Business

Oracle names Clay Magouyrk and Mike Sicilia as co-CEOs

By Ashley Capoot,Jordan Novet,Russell Leung

Copyright cnbc

Oracle names Clay Magouyrk and Mike Sicilia as co-CEOs

Oracle is promoting its presidents of cloud infrastructure, Clay Magouyrk, and industries, Mike Sicilia, to co-CEOs, the company announced Monday.

Safra Catz, the software giant’s current CEO, will serve as executive vice chair on the company board.

Larry Ellison will remain Oracle’s board chairman and chief technology officer. He has been active outside the company, helping to finance Skydance Media’s merger in August with CBS News’ parent company, Paramount Global. The combined company, run by Ellison’s son, David, is now exploring an acquisition of Warner Bros. Discovery, CNBC reported earlier this month.

Oracle has been one of the biggest beneficiaries of the artificial intelligence boom thanks to its cloud infrastructure business and its access to Nvidia’s graphics processing units, or GPUs, which are both needed to run large workloads. Oracle and other major cloud providers like Microsoft, Amazon and Google are in a fierce competition for customers.

As Oracle’s cloud infrastructure president, Magouyrk led the development of its Gen2 platform. Sicilia oversaw Oracle’s applications for vertical businesses, from banking to retail.

“A few years ago, Clay and Mike committed Oracle’s Infrastructure and Applications businesses to AI—it’s paying off,” Oracle founder and Chief Technology Officer Larry Ellison said in a statement.

Shares of the company rose 3% on Monday morning.

Oracle’s stock has surged 30% in the past month after its first-quarter earnings report projected massive cloud growth from the AI boom. Shares are up about 85% for the year.

The company said that its remaining performance obligations, a measure of contracted revenue that has not yet been recognized, soared to $455 billion, up 359% from a year earlier. The company also reaffirmed its financial guidance on Monday.

“At this time of strength is the right moment to pass the CEO role to the next generation of capable executives,” Catz said in a statement.
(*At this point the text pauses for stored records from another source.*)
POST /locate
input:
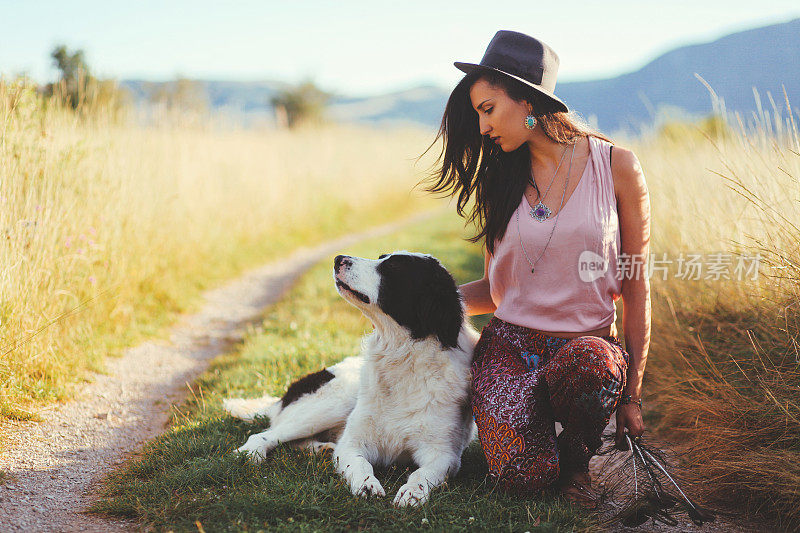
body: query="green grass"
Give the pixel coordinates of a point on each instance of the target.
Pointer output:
(189, 475)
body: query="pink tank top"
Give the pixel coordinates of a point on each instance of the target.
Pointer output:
(575, 285)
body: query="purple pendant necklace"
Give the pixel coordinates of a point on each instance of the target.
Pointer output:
(533, 263)
(540, 211)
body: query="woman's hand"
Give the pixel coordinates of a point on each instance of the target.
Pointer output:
(629, 416)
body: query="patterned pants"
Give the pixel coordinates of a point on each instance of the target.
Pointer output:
(524, 382)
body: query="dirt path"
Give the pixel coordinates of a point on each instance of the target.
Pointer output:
(52, 466)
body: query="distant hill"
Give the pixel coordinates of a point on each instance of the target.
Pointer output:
(766, 58)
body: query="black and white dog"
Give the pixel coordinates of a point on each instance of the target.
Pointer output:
(405, 398)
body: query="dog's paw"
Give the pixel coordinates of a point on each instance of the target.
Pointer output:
(370, 487)
(411, 495)
(257, 447)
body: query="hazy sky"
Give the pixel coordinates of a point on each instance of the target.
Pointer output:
(356, 47)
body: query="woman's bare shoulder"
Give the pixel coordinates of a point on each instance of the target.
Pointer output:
(627, 173)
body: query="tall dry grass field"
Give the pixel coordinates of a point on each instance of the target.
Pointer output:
(109, 228)
(724, 370)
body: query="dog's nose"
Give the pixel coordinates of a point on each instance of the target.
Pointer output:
(340, 260)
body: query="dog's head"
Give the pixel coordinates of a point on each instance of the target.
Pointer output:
(413, 290)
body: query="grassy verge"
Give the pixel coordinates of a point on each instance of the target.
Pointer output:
(188, 475)
(725, 359)
(110, 229)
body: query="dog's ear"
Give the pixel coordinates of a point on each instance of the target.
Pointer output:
(439, 311)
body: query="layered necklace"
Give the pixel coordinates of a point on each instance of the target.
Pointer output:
(540, 212)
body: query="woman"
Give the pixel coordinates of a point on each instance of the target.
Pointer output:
(566, 228)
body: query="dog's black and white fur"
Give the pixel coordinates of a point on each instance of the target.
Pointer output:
(405, 398)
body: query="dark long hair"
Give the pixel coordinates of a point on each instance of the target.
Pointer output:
(471, 163)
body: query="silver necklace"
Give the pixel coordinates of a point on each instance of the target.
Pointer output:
(532, 263)
(540, 211)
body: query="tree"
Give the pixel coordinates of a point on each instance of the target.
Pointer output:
(302, 103)
(74, 74)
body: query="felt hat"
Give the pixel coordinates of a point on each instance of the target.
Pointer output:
(524, 58)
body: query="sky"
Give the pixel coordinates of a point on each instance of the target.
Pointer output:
(356, 48)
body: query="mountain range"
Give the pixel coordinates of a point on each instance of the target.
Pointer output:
(764, 60)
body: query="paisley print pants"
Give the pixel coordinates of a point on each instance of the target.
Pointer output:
(524, 382)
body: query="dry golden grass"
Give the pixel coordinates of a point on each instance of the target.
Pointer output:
(109, 228)
(724, 370)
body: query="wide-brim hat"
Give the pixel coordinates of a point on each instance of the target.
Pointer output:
(524, 58)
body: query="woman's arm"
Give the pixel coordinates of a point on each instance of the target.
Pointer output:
(633, 208)
(476, 294)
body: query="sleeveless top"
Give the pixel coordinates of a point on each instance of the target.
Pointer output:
(575, 285)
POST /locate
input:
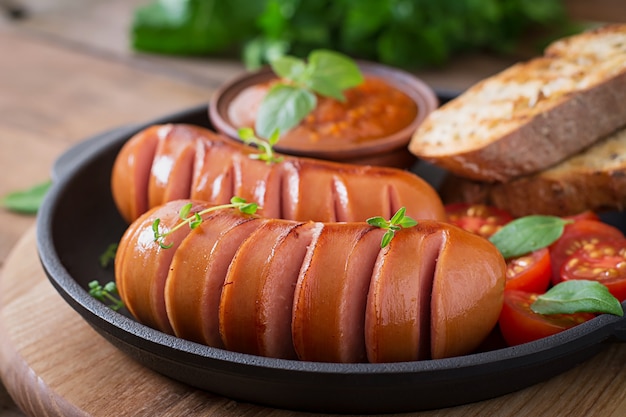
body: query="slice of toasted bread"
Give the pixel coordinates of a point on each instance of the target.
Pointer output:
(594, 179)
(533, 114)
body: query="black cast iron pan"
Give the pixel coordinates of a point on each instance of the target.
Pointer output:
(78, 221)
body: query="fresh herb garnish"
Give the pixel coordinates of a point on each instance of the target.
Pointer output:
(107, 294)
(577, 296)
(292, 98)
(397, 222)
(109, 255)
(194, 220)
(527, 234)
(266, 147)
(26, 201)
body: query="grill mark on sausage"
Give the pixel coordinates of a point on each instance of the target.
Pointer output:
(304, 184)
(213, 176)
(330, 297)
(255, 308)
(194, 283)
(341, 206)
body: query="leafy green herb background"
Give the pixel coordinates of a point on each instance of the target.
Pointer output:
(402, 33)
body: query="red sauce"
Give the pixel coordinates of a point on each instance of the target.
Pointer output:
(371, 111)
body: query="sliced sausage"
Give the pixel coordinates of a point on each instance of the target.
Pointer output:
(256, 302)
(467, 285)
(398, 307)
(300, 189)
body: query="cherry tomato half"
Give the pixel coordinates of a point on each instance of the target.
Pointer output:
(477, 218)
(603, 261)
(530, 272)
(574, 236)
(519, 324)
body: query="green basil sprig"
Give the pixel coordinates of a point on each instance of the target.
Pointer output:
(289, 101)
(577, 296)
(398, 221)
(527, 234)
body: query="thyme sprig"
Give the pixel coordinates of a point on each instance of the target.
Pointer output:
(195, 219)
(266, 147)
(398, 221)
(107, 294)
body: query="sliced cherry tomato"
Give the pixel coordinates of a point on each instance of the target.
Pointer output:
(519, 324)
(530, 272)
(603, 261)
(477, 218)
(575, 235)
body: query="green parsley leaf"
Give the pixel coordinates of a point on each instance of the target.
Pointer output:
(290, 100)
(398, 221)
(283, 108)
(26, 201)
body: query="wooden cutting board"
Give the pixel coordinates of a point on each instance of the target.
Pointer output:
(54, 364)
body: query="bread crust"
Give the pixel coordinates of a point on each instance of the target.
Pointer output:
(552, 107)
(594, 179)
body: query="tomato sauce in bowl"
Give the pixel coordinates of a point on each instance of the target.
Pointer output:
(372, 126)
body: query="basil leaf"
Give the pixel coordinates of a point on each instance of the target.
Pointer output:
(283, 108)
(289, 67)
(377, 222)
(527, 234)
(26, 201)
(577, 296)
(331, 71)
For decades, Oracle grew by selling licenses to database software that stores and serve up data for a variety of processes inside companies. The company also fielded applications and middleware. In the early 2010s, with Amazon gaining a foothold in information technology with its cloud-based services for computing, storage and databases, Oracle set out to build its own cloud. It wasn’t immediately popular, prompting the company to bring out a second generation of infrastructure in 2018.

Oracle’s cloud picked up business from young technology companies TikTok and Zoom. The real momentum came after OpenAI released ChatGPT in 2022, as Oracle sought to rent out Nvidia graphics chips for training and running AI models. It won business from cloud competitor Microsoft. More recently Oracle picked up a $300 billion contract from OpenAI over five years, starting in 2027.

On Monday, Oracle hinted at its corporate transformation toward AI-led cloud infrastructure, calling its webcast to announce the executive transition “AI Changes Everything.”